Después se apagaron los focos grandes, pero no llegó un cierre limpio. Sus cenizas fueron llevadas a Michigan por una amiga de infancia y esparcidas bajo un árbol. Tyria desapareció de la vista pública. Nada de giras, nada de defensa larga, casi nada de voz. Los abuelos y el hermano de Aileen ya habían muerto. El hijo que entregó siendo adolescente quedó perdido tras una adopción cerrada. Sin nombre público. Sin escena final. Sin reconciliación disponible para cámara alguna.

Tampoco hubo final solemne con todos los que decían amarla. La pareja que la había adoptado en prisión no estuvo allí cuando la ejecutaron. El vínculo se enfrió, se rompió, se volvió otro capítulo borroso de confianza desgastada. Incluso en ese tramo final, Aileen sospechaba explotación. Ya no distinguía con facilidad entre compañía y uso, y a esas alturas quizá la vida le había enseñado que la confusión era razonable.

Lo que queda del caso no entra bien en una sola palabra. Monstruo no alcanza. Víctima tampoco. Hubo hombres muertos, familias destrozadas, disparos repetidos, robos, mentiras y escenas que no admiten maquillaje. Hubo también una infancia convertida en trituradora, una vida sexual marcada por violencia, una relación utilizada como llave policial, un juicio contaminado por dinero y una maquinaria pública encantada con su propio espejo.
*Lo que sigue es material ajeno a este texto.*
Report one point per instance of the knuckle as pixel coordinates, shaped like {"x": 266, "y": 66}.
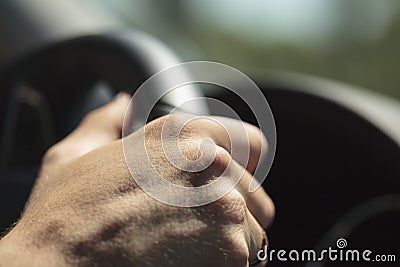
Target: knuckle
{"x": 50, "y": 155}
{"x": 221, "y": 160}
{"x": 230, "y": 209}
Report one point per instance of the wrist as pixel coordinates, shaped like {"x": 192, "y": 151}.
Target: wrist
{"x": 17, "y": 249}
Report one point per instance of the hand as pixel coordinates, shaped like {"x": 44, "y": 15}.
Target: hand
{"x": 87, "y": 210}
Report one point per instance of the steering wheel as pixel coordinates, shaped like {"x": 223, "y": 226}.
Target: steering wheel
{"x": 46, "y": 92}
{"x": 335, "y": 167}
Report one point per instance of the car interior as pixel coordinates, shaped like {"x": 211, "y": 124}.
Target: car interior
{"x": 336, "y": 171}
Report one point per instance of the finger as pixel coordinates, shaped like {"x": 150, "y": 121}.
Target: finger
{"x": 258, "y": 201}
{"x": 256, "y": 238}
{"x": 250, "y": 143}
{"x": 98, "y": 128}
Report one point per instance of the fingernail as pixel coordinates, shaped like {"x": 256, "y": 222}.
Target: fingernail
{"x": 121, "y": 95}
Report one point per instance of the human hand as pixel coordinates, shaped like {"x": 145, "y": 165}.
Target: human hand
{"x": 87, "y": 210}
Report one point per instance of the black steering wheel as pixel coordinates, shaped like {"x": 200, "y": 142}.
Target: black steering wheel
{"x": 46, "y": 92}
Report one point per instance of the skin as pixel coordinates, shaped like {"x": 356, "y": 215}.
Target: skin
{"x": 86, "y": 210}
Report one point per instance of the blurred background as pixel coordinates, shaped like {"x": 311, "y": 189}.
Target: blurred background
{"x": 352, "y": 41}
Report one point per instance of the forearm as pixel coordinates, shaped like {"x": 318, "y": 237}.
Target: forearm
{"x": 16, "y": 249}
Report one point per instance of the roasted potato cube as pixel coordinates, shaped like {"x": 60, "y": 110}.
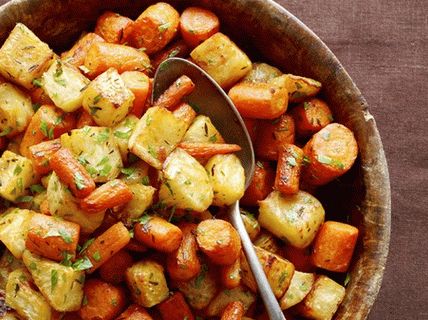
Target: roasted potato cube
{"x": 200, "y": 290}
{"x": 24, "y": 57}
{"x": 63, "y": 204}
{"x": 185, "y": 183}
{"x": 142, "y": 199}
{"x": 15, "y": 110}
{"x": 227, "y": 178}
{"x": 223, "y": 298}
{"x": 122, "y": 132}
{"x": 323, "y": 300}
{"x": 278, "y": 271}
{"x": 301, "y": 88}
{"x": 262, "y": 72}
{"x": 107, "y": 99}
{"x": 16, "y": 175}
{"x": 96, "y": 150}
{"x": 27, "y": 302}
{"x": 203, "y": 130}
{"x": 147, "y": 283}
{"x": 300, "y": 285}
{"x": 222, "y": 59}
{"x": 156, "y": 135}
{"x": 64, "y": 85}
{"x": 61, "y": 285}
{"x": 14, "y": 225}
{"x": 293, "y": 218}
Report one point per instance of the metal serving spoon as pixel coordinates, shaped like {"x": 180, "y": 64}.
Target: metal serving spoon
{"x": 209, "y": 99}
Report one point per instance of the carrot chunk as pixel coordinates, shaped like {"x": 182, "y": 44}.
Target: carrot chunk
{"x": 106, "y": 245}
{"x": 181, "y": 87}
{"x": 175, "y": 308}
{"x": 159, "y": 234}
{"x": 334, "y": 246}
{"x": 290, "y": 161}
{"x": 111, "y": 194}
{"x": 198, "y": 24}
{"x": 52, "y": 238}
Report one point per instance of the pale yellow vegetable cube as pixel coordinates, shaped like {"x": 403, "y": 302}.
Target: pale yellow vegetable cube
{"x": 147, "y": 283}
{"x": 293, "y": 218}
{"x": 24, "y": 57}
{"x": 227, "y": 178}
{"x": 96, "y": 150}
{"x": 61, "y": 285}
{"x": 15, "y": 110}
{"x": 16, "y": 175}
{"x": 185, "y": 183}
{"x": 62, "y": 204}
{"x": 107, "y": 99}
{"x": 226, "y": 296}
{"x": 323, "y": 300}
{"x": 14, "y": 225}
{"x": 202, "y": 130}
{"x": 301, "y": 284}
{"x": 156, "y": 135}
{"x": 122, "y": 132}
{"x": 222, "y": 59}
{"x": 64, "y": 84}
{"x": 29, "y": 303}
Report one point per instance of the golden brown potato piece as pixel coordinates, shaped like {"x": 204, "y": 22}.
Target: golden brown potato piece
{"x": 102, "y": 56}
{"x": 153, "y": 29}
{"x": 110, "y": 26}
{"x": 329, "y": 154}
{"x": 219, "y": 240}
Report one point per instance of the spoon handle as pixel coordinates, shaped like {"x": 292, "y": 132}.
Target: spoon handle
{"x": 270, "y": 302}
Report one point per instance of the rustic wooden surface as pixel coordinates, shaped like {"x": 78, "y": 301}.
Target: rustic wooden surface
{"x": 384, "y": 47}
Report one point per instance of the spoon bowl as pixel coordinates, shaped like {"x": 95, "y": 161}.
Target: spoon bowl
{"x": 209, "y": 99}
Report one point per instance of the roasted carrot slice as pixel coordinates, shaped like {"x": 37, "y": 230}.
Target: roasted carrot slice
{"x": 230, "y": 276}
{"x": 273, "y": 134}
{"x": 181, "y": 87}
{"x": 311, "y": 116}
{"x": 198, "y": 24}
{"x": 41, "y": 153}
{"x": 261, "y": 184}
{"x": 219, "y": 240}
{"x": 175, "y": 308}
{"x": 233, "y": 311}
{"x": 111, "y": 194}
{"x": 102, "y": 300}
{"x": 139, "y": 84}
{"x": 85, "y": 119}
{"x": 72, "y": 173}
{"x": 110, "y": 26}
{"x": 134, "y": 312}
{"x": 47, "y": 123}
{"x": 185, "y": 112}
{"x": 52, "y": 238}
{"x": 176, "y": 49}
{"x": 329, "y": 154}
{"x": 334, "y": 246}
{"x": 76, "y": 55}
{"x": 290, "y": 161}
{"x": 206, "y": 150}
{"x": 112, "y": 270}
{"x": 158, "y": 233}
{"x": 106, "y": 245}
{"x": 183, "y": 264}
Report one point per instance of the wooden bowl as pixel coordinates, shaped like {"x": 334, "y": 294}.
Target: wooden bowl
{"x": 270, "y": 34}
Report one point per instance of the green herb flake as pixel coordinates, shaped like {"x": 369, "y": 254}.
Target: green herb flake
{"x": 79, "y": 181}
{"x": 54, "y": 279}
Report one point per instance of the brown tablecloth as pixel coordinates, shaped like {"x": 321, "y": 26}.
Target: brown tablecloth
{"x": 383, "y": 44}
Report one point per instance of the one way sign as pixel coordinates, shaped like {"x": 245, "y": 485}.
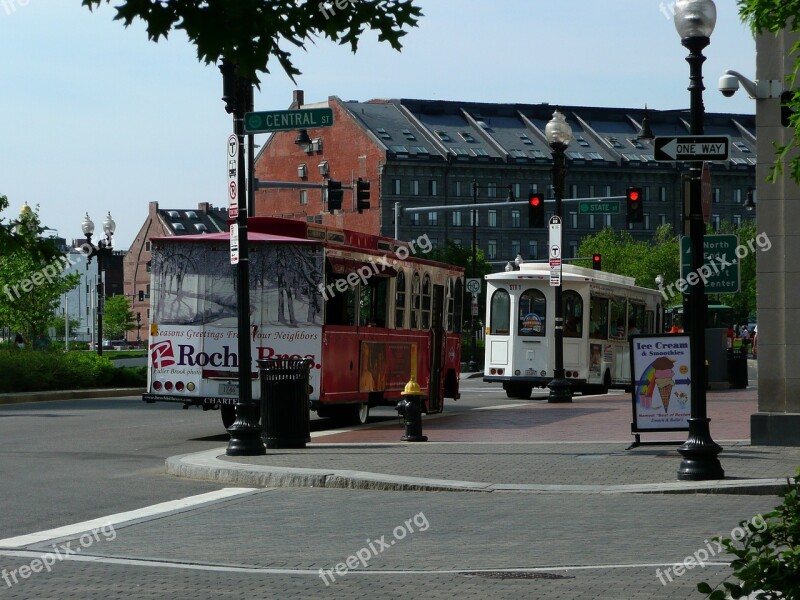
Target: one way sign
{"x": 694, "y": 147}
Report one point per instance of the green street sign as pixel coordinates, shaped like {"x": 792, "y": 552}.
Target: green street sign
{"x": 610, "y": 207}
{"x": 721, "y": 265}
{"x": 287, "y": 120}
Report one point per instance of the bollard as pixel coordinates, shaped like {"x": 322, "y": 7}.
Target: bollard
{"x": 411, "y": 410}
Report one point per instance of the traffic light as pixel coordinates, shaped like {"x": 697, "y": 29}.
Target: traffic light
{"x": 635, "y": 206}
{"x": 362, "y": 195}
{"x": 535, "y": 211}
{"x": 335, "y": 195}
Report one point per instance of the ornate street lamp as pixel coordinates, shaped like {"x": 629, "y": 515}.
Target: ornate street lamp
{"x": 559, "y": 135}
{"x": 103, "y": 249}
{"x": 695, "y": 20}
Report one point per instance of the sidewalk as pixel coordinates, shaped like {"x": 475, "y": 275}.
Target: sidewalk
{"x": 521, "y": 447}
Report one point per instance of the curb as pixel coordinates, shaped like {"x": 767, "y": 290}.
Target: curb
{"x": 206, "y": 466}
{"x": 24, "y": 397}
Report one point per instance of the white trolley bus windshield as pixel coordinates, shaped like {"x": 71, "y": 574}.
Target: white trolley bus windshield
{"x": 601, "y": 310}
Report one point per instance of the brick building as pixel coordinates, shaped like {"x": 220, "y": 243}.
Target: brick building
{"x": 428, "y": 152}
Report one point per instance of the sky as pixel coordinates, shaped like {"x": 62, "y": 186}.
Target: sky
{"x": 95, "y": 118}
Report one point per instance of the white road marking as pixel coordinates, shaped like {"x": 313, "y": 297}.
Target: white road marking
{"x": 141, "y": 514}
{"x": 315, "y": 572}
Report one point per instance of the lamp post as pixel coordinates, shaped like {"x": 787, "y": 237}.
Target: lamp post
{"x": 473, "y": 363}
{"x": 237, "y": 93}
{"x": 102, "y": 250}
{"x": 559, "y": 135}
{"x": 695, "y": 20}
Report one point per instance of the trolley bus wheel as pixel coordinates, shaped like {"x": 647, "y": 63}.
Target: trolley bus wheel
{"x": 519, "y": 391}
{"x": 228, "y": 412}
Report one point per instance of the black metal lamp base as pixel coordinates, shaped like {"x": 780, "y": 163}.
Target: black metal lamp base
{"x": 700, "y": 462}
{"x": 560, "y": 391}
{"x": 245, "y": 432}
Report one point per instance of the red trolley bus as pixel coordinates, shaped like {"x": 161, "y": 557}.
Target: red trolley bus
{"x": 369, "y": 312}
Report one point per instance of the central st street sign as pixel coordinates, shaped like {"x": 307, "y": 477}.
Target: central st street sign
{"x": 286, "y": 120}
{"x": 720, "y": 257}
{"x": 599, "y": 208}
{"x": 692, "y": 147}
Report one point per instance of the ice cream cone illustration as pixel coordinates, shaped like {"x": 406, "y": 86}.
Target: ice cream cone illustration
{"x": 665, "y": 380}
Quizá por eso Aileen Wuornos sigue incomodando. Porque exige mirar dos superficies a la vez y sostenerlas sin que una borre a la otra. La mujer que apretó el gatillo. La niña que ya había sido arrojada al borde mucho antes.

Al final no queda un discurso. Queda una carretera de Florida al anochecer, húmeda y larga, con el calor pegado al asfalto. Queda un neón rojo temblando sobre la ventana de un motel. Queda una taza de café ya vacía en una mesa de prisión. Y en algún lugar de Michigan, debajo de un árbol quieto, un puñado de ceniza que el viento terminó de deshacer sin pedir permiso.